アマゾンジャパン デジタル音楽事業本部・事業本部長のレネ・ファスコ氏にインタビュー

Amazon Music HDのサービスのスペックや価格体系など概要についてはPHILEWEBのニュースで情報を参照しながら本稿のインタビューを読み進めてほしい。オーディオシステムによる視聴方法については土方久明氏のレビューが参考になると思う。

ハイレゾ対応以降、日本を中心に世界中で登録者数が増えている

アマゾンの定額制音楽配信サービス「Amazon Music Unlimited」が日本でサービスを開始してから2年を迎えた。この機会にアマゾンがハイレゾ対応の音楽配信をサービスのメニューに追加した狙いから聞いた。

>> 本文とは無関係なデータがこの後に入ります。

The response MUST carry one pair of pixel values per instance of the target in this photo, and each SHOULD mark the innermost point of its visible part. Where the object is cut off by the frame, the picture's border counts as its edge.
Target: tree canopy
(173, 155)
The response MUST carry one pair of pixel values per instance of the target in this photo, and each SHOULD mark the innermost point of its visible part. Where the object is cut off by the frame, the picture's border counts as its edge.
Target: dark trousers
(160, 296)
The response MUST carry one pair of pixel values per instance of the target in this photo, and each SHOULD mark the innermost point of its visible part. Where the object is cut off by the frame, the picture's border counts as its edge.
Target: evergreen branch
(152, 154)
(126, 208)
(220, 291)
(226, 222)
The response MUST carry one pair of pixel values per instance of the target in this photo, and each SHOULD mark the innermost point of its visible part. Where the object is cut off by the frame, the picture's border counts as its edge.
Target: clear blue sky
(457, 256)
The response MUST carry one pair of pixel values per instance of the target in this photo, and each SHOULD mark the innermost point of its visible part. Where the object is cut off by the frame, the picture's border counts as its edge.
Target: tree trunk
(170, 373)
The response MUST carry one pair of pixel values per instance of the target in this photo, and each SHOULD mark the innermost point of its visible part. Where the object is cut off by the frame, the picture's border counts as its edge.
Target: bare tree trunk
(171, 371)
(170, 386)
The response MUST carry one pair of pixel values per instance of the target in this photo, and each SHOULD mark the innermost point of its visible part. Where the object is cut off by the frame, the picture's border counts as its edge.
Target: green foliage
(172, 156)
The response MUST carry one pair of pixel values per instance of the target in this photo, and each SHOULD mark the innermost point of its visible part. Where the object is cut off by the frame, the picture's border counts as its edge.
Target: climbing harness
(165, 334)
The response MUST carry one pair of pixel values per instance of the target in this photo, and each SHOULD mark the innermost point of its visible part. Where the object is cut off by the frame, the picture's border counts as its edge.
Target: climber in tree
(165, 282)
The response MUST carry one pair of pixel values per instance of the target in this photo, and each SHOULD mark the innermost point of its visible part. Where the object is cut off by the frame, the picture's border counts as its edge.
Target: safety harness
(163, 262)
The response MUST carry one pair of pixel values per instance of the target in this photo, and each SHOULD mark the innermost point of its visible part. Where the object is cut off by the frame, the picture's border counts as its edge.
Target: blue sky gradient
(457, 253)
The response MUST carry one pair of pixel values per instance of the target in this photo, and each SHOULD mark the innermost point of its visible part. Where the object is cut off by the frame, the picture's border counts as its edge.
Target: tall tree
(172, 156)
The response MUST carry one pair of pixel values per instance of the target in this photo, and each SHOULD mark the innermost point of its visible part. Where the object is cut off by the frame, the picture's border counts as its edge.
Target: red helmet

「第一には音質にこだわりを持つお客様のためです。楽曲制作に携わるアーティストやエンジニアも、レコーディングスタジオの空気感をまるごと音楽ファンに届けたいという思いを抱いていることは、リクエストも多く寄せられてきたことから私たちも認識していました。ハイレゾ対応のサービスは当然追加すべきと考えていましたし、計画通りにこれを実現できました」

「世界的に音楽ストリーミング配信サービスが急激に普及してきた中で、 “いい音” を “便利に楽しめる” ことを求める声も高まりつつありました。5Gの通信技術を利用するサービスが今年から世界各地で徐々に立ち上がっています。環境面においてもハイレゾ対応のサービスを始めるのに最適なタイミングであると考えています。もちろん、アマゾンが日本国内でホンモノのハイレゾ音楽配信をどこよりも早くお届けしたいという強い思いを持っていました。新しいタイプのサービス、機能を企画・設計する際には、アマゾンが大切にしている日本のユーザーからのフィードバックが大きく影響することが往々にしてあります」(ファスコ氏)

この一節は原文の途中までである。